You sir are a genious!!!! 

I gotta know though... Your buddy had already killed 2? Were you hunting under the motto "If it's brown, it's down?""

You could market that thing... The Ultimate Drop Away Rest!


----------



## MuskieManOhio (Jun 29, 2008)

You really put the brown on the ground their! Nice buck!


----------



## weekend angler (Dec 31, 2011)

What a monster.  
did you flush him from cover 
how much scent block do you have to use

posted using Outdoor Hub Campfire


----------



## Tightlines (Jun 29, 2012)

Am i the only one that seen that over half of the buck is floating in the air? Click on the picture and u can see only the back legs are touching the grass. Also if its dead why is its head strait up?


----------



## Bent Rod (Apr 14, 2006)

Looks to me like it has been hung from the rear for a while already and stiffened up that way to me. It still has the hanger in the rear legs. 

Congrats on a great buck!!!!!!! 

But, it can be a bad day if they run, so hopefully he just piled up after the shot.


----------



## Mushijobah (May 4, 2004)

Tightlines said:


> Am i the only one that seen that over half of the buck is floating in the air? Click on the picture and u can see only the back legs are touching the grass. Also if its dead why is its head strait up?


It appears to be stiff, kind of like how deer and other mammals get after they die. 'Rigor mortis' if you will.

But the floating part, phewwww eee, must be a ghost or a Sasquatch.


----------



## K gonefishin (May 4, 2004)

Great thread and one heck of a deer bob very nice


----------



## ezbite (May 25, 2006)

Tightlines said:


> Am i the only one that seen that over half of the buck is floating in the air? Click on the picture and u can see only the back legs are touching the grass. Also if its dead why is its head strait up?


i think the gramble in the back legs and the tail pointing towards the head are the clues you seek. maybe, it hung overnight BY THE BACK LEGS....

and its dead, here a cell phone photo Bobk sent me when he recovered this beast.


----------



## ironman172 (Apr 12, 2009)

Tightlines said:


> Am i the only one that seen that over half of the buck is floating in the air? Click on the picture and u can see only the back legs are touching the grass. Also if its dead why is its head strait up?

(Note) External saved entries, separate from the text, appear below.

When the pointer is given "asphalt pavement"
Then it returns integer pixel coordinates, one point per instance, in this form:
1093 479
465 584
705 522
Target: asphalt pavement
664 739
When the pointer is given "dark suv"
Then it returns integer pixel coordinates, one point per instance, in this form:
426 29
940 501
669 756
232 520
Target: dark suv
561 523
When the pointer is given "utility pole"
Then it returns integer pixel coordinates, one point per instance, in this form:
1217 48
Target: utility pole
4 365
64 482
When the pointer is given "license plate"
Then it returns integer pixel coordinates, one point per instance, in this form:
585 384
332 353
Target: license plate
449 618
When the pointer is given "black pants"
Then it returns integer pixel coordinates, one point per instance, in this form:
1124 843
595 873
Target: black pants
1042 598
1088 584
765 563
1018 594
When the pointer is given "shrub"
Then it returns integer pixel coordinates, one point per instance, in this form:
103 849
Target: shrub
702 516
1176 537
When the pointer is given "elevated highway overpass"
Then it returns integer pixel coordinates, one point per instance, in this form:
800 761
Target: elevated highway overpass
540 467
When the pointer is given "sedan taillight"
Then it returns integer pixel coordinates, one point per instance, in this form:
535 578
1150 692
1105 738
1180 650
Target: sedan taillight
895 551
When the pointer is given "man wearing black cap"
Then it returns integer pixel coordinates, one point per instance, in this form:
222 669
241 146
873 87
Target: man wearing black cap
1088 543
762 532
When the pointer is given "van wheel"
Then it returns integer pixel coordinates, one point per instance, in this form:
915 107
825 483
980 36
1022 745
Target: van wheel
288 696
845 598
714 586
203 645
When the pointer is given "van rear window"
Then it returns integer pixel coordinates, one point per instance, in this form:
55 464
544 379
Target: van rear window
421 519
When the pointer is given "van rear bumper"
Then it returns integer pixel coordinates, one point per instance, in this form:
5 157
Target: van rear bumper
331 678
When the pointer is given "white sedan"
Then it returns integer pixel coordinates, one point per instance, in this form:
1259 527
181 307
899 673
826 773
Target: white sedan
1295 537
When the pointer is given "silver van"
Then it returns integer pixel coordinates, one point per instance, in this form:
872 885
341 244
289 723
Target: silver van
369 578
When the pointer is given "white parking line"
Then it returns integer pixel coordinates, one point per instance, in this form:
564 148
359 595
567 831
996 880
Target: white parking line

You have got to be kidding....a sweet deer killed and you have to come on here and be a non-believer  ....I just don't understand 
Nice Crapper deer again....I could only wish for one soooooo nice....maybe one day


----------



## Tightlines (Jun 29, 2012)

Lol. Im just jelous! Thats an awsome buck!


----------



## 9Left (Jun 23, 2012)

ironman172 said:


> You have got to be kidding....a sweet deer killed and you have to come on here and be a non-believer  ....I just don't understand
> Nice Crapper deer again....I could only wish for one soooooo nice....maybe one day


lol...yea no kidding... its kinda obvious to see that deer has been hangin for a little while before it was taken down for the pic...maybe its been THAT long since youve hung a deer you just dont remember what it looks like? lol!

.....very nice deer man!


----------



## katfish (Apr 7, 2004)

Lundy you were on a roll (of Charmin?) you old fart.
You were Johnny on the spot on this thread.

If I had that stand someone would probably use it for its original purpose before I got to it. Then I'd be pissed!

Don't let those guys give you any crap about your stand.
They are a wee wee jealous. They would probably shake and dribble
if they saw that deer.
Is it called a stand or a sit?

Anyway how long can you stay inside before you get pooped?

That was a beautiful buck. Were all the tines flush?I bet you are glad you dumped him. You made a clean sweep.


----------



## ducky152000 (Jul 20, 2005)

Awesome deer! Congrats. Thanks for the laugh Robby! Your stand up is almost as good as your flathead fishing.


----------